Oscar Friström / Sweden/Australia 1856–1918 / Mount Morgan 1896 / Oil on wood / 16.6 x 28.9cm / Purchased 1982 / Collection: Queensland Art Gallery

Oscar Friström
Mount Morgan 1896

Not Currently on Display

Friström’s Mount Morgan depicts the open cut mine of the same name near Rockhampton in central Queensland. It was one of the more obscure places he travelled to on his explorations, and Friström has treated the scene in a manner that recalls the characteristics of the surreal. The work combines areas of finely detailed rocks and a lone tree perched high on a rocky outcrop, with a freely handled, almost unnaturally blue sky. The placement of the ladder and fallen tree that teeters to the left of the frame highlights the absence of the human figure.

Friström’s oil painting portrays a relatively empty landscape with a stark and solitary cliff-face, and it is unlike any Australian landscapes by his contemporaries.
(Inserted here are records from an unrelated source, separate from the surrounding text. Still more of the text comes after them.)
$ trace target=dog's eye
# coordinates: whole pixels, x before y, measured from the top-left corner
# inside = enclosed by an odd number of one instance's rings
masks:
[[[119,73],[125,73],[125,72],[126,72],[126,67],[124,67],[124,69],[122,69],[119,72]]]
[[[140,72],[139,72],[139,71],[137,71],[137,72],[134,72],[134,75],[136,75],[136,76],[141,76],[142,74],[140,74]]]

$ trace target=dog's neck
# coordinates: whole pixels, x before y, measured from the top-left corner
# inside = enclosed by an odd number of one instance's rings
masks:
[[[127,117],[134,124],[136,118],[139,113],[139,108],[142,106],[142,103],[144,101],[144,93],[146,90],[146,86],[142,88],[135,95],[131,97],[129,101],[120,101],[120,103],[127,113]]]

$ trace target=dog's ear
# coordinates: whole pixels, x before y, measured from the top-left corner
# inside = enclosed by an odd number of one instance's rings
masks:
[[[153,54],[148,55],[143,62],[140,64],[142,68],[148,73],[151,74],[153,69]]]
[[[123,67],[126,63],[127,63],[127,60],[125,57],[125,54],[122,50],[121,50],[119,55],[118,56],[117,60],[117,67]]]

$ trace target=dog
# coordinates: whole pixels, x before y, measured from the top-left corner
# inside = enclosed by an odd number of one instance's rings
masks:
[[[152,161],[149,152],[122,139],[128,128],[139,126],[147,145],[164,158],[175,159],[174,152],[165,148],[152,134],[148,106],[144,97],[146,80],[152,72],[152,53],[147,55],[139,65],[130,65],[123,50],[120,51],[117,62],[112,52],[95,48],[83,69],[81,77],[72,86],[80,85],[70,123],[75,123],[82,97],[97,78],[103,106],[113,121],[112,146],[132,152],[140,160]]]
Carl Magnus Oscar Friström was born in 1856 on the island of Sturkö off the south coast of Sweden, the son of a school teacher and a self-taught artist. Friström is first recorded in Brisbane in 1884, having entered works in the Queensland National Association Exhibition’s fine art section, and displaying paintings alongside his photographs. In 1885, he went into a partnership with the Elite Photo Co., and four years later opened his own studio in Adelaide Street. Friström exhibited in Melbourne’s Centennial International Exhibition in 1888 and, during the 1890s, was the art master at All Hallows’ Convent School, Brisbane.

Friström co-founded the Queensland Art Society in 1887 with LWK Wirth and Isaac Walter Jenner, and exhibited scenes from history, studies of classical sculpture and portraits of prominent contemporary figures, including Lady Musgrave (wife of the governor of Queensland) and several members of Parliament. Local Aboriginal figure ‘Catch-Penny’ was a favourite subject for Friström, and works such as his portrait of ‘King Sandy’ (which formed part of the 1888 Centennial International Exhibition in Melbourne) are of historical importance for their early recording of Queensland’s Indigenous people.

In 1904, Friström and others formed the ‘New Society of Artists’, and he became its first president three years later. He played an important role in amalgamating the two art societies in 1916 and, by 1918, was a member of the Queensland National Art Gallery Board of Advice.1

Endnotes:

1Julie Brown and Margaret Maynard, Fine Art Exhibitions in Brisbane 18841916, Fryer Library, Brisbane, 1980.